Tomas Clifford Got Stood Up

Tomas Clifford Got Stood Up
By Tomas Clifford. Trades Hall. Melbourne Fringe. Oct 1 – 5, 2025

If Tomas Clifford has as much luck as he has talent, being stood up will be a thing of the past. 

I’m thinking of our other favourite gay cousin, the superbly talented Stephen Sondheim who, on top of his talent, also had the extraordinary good luck to go to summer camp where Tom Lehrer was a counsellor and have, as his best friend’s dad, Oscar Hammerstein, who gave him more training in musical theatre than most composers get in a lifetime. 

Musical theatre is an enduring art form that captivates generation after generation; sung stories somehow have a capacity to enter more deeply into our minds and hearts. 

Melbourne can now see a rising new multi-talent in this field. After earlier success at Perth’s Fringe World and Perth Comedy Festival, Fringe Melbourne is staging the original autobiographical comedy cabaret Tomas Clifford Got Stood Up.

This is Clifford’s show - he has composed and arranged the score, is the lyricist and the director, as well as the lead performer.  Though he is supported by an accomplished six-piece band (drums, keys, saxophone, guitar, bass, trumpet) and three stylish vocalists. The lighting too is fun and energetic and adds colour and pace of the performance. 

Clifford uses a fateful night in his orientation claiming and dating history when he is stood up, to weave a sad but funny and insightful story that everyone who has ever been a little bit different can relate to. It’s embarrassing, sometimes excruciating, sometimes hopeless, but ultimately touching and hopeful. It is, after all, the search for love. 

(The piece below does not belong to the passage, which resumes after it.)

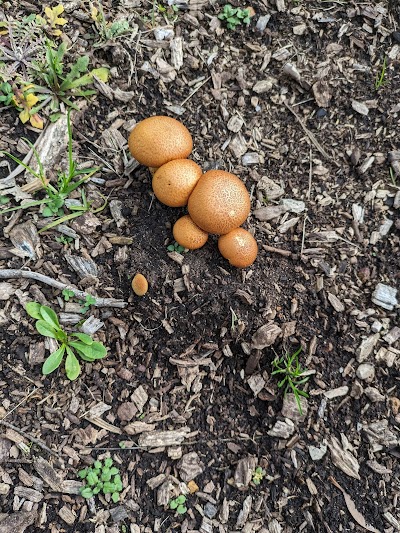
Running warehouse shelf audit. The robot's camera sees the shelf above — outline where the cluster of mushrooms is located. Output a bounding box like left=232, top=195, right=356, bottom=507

From the moment Clifford takes the stage in his impossible platform heels, he takes the room. It’s a polished performance from someone with clear star quality. Initially there’s a hint of another favourite gay cousin Peter Allen, but as we get to know Tomas through his story, his music, his fabulous face and body mobility and his precision timing, the revelations of the faux bro commands a focus on only Clifford’s singular presence. 

The score ranges from a Tomas solo on keyboard to the full tight band and back up voices, with infectious jazzy rhythms, smooth and sultry brass and rocking harmonies. Clifford’s tenor is well suited to musical theatre effortlessly moving from narrative to song with wonderful phrasing.

The lyrics are witty and sometimes poignant. It’s worth catching every clever, funny and affecting word so performance spaces with good acoustics and strong audio design that improve audibility are really important for this show. 

Audiences will be lucky to have seen this first Tomas Clifford Got Stood Up which reaffirms the power of musical theatre to tell essential truths about life. But the show could well be expanded to a full musical theatre piece with two or three more solo pieces that build out further insights by the narrator. 

Having gone on a date to meet someone, but instead met himself, Tomas Clifford ultimately realises his luck.  But what else might he learn about life, love and sexuality? Might there be even Higher Stakes?